Catalog Integration Overview
LineageBridge bridges Confluent stream lineage into external data catalogs, making your Kafka data flows visible in tools your teams already use. Each catalog provider implements a standard interface to build nodes, enrich metadata, push lineage, and generate deep links.
Supported Catalogs
| Catalog | Provider | When to Use | Status |
|---|---|---|---|
| Databricks Unity Catalog | DatabricksUCProvider | Lakehouse architectures with Databricks, teams using Delta Lake and downstream transformations | Production |
| AWS Glue Data Catalog | GlueCatalogProvider | AWS-centric data platforms with S3, Athena, Redshift Spectrum, or EMR | Production |
| Google Data Lineage | GoogleLineageProvider (+ DataplexAssetRegistrar) | Google Cloud platforms using BigQuery; Dataplex Catalog for Kafka schema visibility | Production |
| AWS DataZone | AWSDataZoneProvider | AWS data mesh / governance using DataZone domains; mirrors the Google integration for AWS | Production |
Rich upstream chain (all catalogs)
Every push writes a JSON-encoded lineage_bridge.upstream_chain payload that walks the full multi-hop pipeline — source connectors → topics (with schema fields) → Flink/ksqlDB jobs (with SQL) → intermediate topics → sink. Visible in:
- UC:
SHOW TBLPROPERTIES my_catalog.schema.tableand thechain_jsoncolumn of the optional bridge table - Glue:
aws glue get-table→Parameters['lineage_bridge.upstream_chain'] - DataZone: asset description + posted OpenLineage events
The flat lineage_bridge.source_topics / source_connectors props are still written for backwards compatibility.

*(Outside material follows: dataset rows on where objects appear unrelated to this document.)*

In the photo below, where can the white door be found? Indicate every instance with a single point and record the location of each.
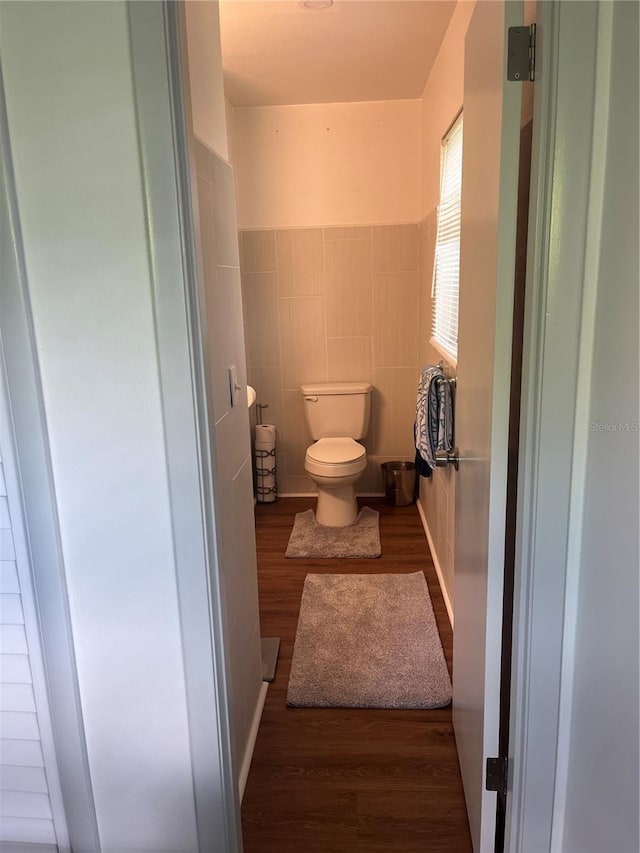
(487, 260)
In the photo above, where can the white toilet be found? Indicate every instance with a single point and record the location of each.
(337, 414)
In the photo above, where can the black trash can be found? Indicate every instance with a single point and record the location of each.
(399, 482)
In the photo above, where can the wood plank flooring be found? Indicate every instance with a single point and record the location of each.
(325, 780)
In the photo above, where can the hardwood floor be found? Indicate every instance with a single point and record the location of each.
(326, 780)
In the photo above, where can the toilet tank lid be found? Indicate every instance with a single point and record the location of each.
(319, 389)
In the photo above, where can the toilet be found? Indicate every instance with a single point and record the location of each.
(337, 414)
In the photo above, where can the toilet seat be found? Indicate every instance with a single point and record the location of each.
(335, 457)
(335, 450)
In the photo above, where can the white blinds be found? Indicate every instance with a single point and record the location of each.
(446, 270)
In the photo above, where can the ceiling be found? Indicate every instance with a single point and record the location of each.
(276, 52)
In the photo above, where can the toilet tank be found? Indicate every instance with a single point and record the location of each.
(337, 409)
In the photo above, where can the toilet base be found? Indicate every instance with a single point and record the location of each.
(337, 507)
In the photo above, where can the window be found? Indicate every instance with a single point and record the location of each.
(446, 269)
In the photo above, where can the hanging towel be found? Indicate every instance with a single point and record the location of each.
(433, 428)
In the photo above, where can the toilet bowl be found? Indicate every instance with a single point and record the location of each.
(337, 414)
(335, 465)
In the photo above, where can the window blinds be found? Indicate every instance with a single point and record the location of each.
(446, 271)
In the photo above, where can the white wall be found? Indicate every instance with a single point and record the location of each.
(442, 101)
(328, 164)
(78, 179)
(205, 74)
(229, 425)
(602, 775)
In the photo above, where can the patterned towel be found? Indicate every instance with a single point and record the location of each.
(434, 418)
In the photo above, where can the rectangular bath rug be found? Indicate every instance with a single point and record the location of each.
(310, 539)
(368, 641)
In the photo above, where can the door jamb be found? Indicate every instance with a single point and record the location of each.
(555, 381)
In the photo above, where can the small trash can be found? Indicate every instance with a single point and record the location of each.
(399, 482)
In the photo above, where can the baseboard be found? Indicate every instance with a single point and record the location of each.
(251, 741)
(297, 494)
(315, 495)
(436, 563)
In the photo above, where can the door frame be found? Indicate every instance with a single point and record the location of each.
(565, 213)
(32, 479)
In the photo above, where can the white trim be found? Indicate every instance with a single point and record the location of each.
(163, 112)
(40, 512)
(563, 129)
(447, 356)
(434, 555)
(604, 51)
(251, 740)
(31, 624)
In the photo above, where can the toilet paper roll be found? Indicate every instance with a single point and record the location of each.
(265, 458)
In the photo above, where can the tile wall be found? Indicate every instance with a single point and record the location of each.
(334, 304)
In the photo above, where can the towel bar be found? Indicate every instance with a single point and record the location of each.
(445, 457)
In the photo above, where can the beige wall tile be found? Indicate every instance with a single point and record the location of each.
(260, 293)
(349, 288)
(258, 251)
(394, 411)
(396, 248)
(268, 384)
(350, 359)
(295, 433)
(355, 232)
(451, 514)
(224, 213)
(395, 319)
(302, 337)
(294, 484)
(300, 262)
(203, 157)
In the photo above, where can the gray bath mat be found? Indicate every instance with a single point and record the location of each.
(310, 539)
(368, 641)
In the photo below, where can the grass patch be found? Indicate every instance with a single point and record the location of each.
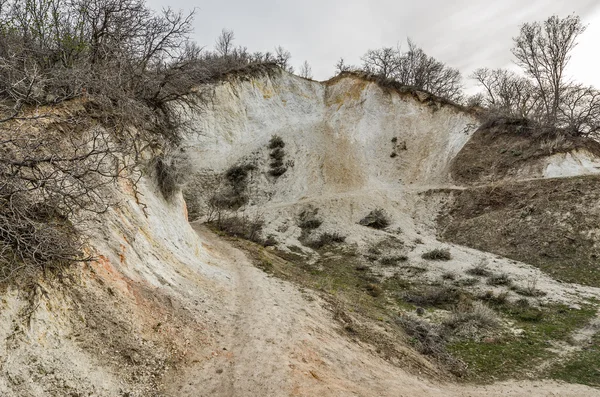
(480, 270)
(392, 260)
(437, 254)
(584, 368)
(499, 279)
(510, 356)
(377, 219)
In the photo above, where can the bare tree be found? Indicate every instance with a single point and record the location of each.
(416, 69)
(543, 50)
(579, 111)
(224, 43)
(306, 70)
(282, 59)
(384, 62)
(507, 93)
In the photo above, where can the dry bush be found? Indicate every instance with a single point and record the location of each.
(392, 260)
(326, 239)
(276, 142)
(377, 219)
(47, 179)
(471, 320)
(437, 254)
(429, 339)
(490, 297)
(480, 269)
(242, 226)
(415, 69)
(172, 171)
(499, 279)
(308, 219)
(443, 296)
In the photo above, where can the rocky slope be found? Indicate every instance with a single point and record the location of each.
(169, 309)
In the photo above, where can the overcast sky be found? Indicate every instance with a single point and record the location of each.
(465, 34)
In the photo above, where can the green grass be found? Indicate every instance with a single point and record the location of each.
(352, 291)
(583, 368)
(518, 356)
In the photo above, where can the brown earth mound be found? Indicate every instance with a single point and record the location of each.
(502, 147)
(551, 224)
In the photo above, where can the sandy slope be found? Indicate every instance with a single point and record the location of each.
(276, 342)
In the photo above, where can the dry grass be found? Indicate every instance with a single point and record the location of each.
(437, 254)
(377, 219)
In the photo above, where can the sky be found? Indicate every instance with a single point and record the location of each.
(465, 34)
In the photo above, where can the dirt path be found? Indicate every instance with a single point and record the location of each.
(270, 340)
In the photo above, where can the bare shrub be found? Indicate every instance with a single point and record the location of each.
(499, 279)
(47, 179)
(437, 254)
(326, 239)
(471, 320)
(392, 260)
(481, 269)
(490, 297)
(429, 339)
(308, 219)
(414, 68)
(276, 142)
(377, 219)
(433, 296)
(172, 171)
(243, 226)
(530, 289)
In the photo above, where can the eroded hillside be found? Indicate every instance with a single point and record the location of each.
(363, 282)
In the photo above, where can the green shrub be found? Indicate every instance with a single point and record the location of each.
(277, 154)
(326, 239)
(276, 142)
(277, 172)
(437, 255)
(433, 296)
(377, 219)
(471, 320)
(392, 260)
(479, 270)
(499, 279)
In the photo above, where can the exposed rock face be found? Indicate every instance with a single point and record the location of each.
(165, 310)
(344, 135)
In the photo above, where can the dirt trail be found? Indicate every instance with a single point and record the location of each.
(273, 341)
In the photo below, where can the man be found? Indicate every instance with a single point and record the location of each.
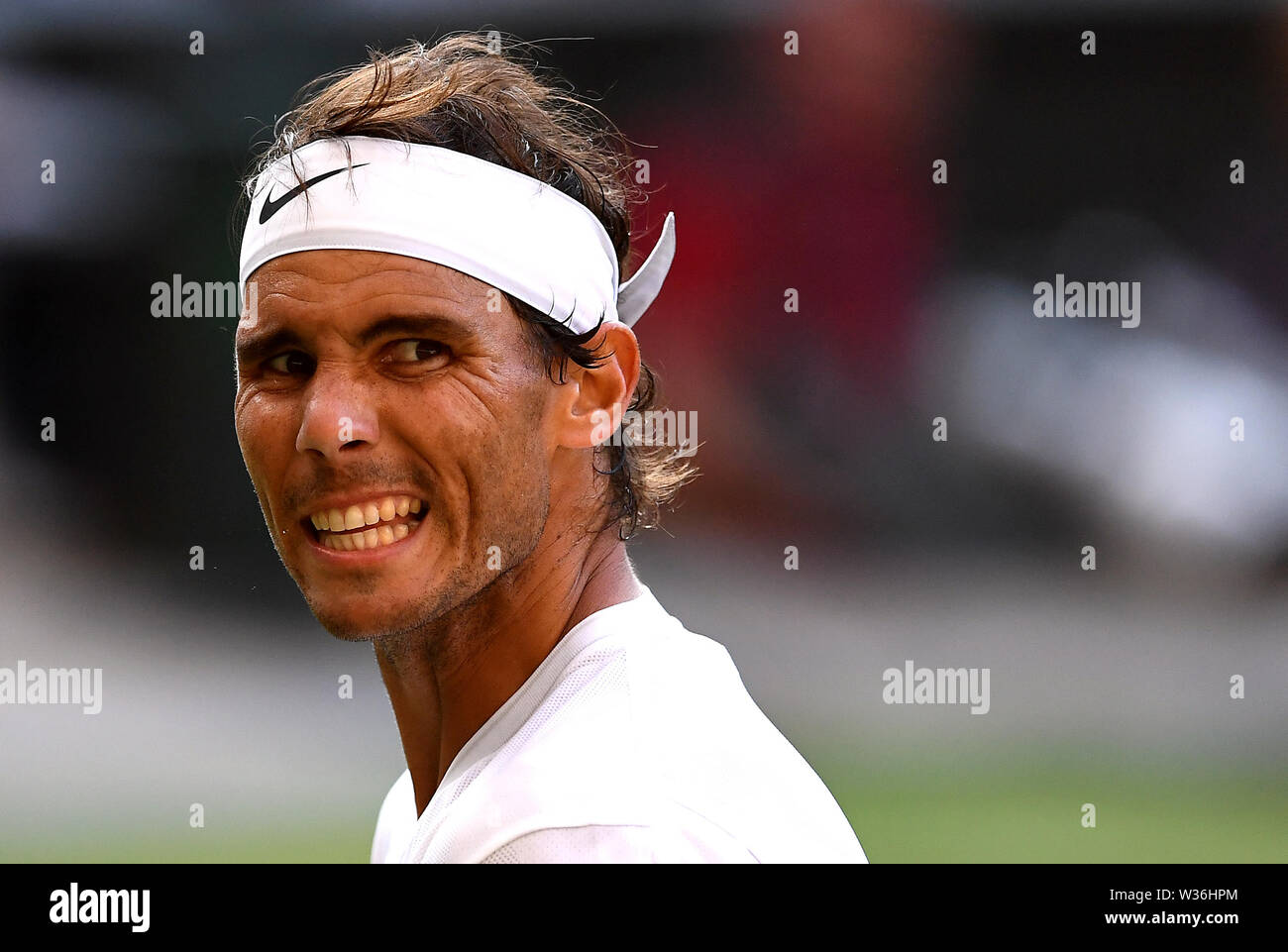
(432, 372)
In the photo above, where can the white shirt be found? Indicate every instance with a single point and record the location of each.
(634, 741)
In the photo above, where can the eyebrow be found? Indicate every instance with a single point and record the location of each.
(259, 347)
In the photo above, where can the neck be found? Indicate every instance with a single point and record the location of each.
(446, 681)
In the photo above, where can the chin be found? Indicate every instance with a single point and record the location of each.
(364, 622)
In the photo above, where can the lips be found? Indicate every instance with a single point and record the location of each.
(368, 524)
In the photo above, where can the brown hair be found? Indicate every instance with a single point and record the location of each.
(464, 94)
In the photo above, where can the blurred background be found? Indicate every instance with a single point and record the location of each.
(807, 171)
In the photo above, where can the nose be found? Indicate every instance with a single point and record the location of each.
(339, 417)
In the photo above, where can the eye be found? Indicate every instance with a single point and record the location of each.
(417, 352)
(290, 364)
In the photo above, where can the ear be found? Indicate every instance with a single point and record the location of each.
(593, 401)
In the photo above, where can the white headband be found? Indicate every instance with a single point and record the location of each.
(492, 223)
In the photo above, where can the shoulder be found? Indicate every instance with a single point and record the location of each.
(395, 821)
(621, 844)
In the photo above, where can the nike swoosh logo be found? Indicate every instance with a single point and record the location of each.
(273, 205)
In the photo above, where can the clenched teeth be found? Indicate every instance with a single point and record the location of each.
(372, 539)
(368, 514)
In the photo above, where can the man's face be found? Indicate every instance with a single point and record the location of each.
(382, 389)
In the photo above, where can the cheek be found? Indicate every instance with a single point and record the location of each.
(267, 440)
(487, 453)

How Catalog Integration Works
Here's the journey your Kafka topics take to become catalog-aware tables:
graph LR
A[Kafka Topic] --> B[Tableflow Sync]
B --> C[Catalog Table]
C --> D{Enrichment}
D --> E[Schema & Metadata]
D --> F[Downstream Tables]
E --> G[LineageBridge Graph]
F --> G
G --> H[Push Back to Catalog] Catalog integration happens during lineage extraction in two phases:
Phase 4: Tableflow Mapping
The Tableflow client queries the Confluent Tableflow API to discover topic-to-table mappings. For each catalog integration configured in Tableflow:
- Build Node: The provider creates a catalog table node (e.g.,
UC_TABLE,GLUE_TABLE,GOOGLE_TABLE) - Build Edge: A
MATERIALIZESedge is created from theTABLEFLOW_TABLEnode to the catalog table node - Add to Graph: The node and edge are added to the lineage graph
Example: Topic orders.v1 in cluster lkc-abc123 becomes: - Unity Catalog: confluent_tableflow.lkc-abc123.orders_v1 - AWS Glue: glue://lkc-abc123/orders.v1 - BigQuery: my-project.lkc_abc123.orders_v1
Phase 4b: Catalog Enrichment
After all tableflow nodes are built, each provider's enrich() method runs in parallel to backfill metadata:
- Fetch table schema, owner, storage location, etc. from the catalog's API
- Discover downstream derived tables (Databricks UC only)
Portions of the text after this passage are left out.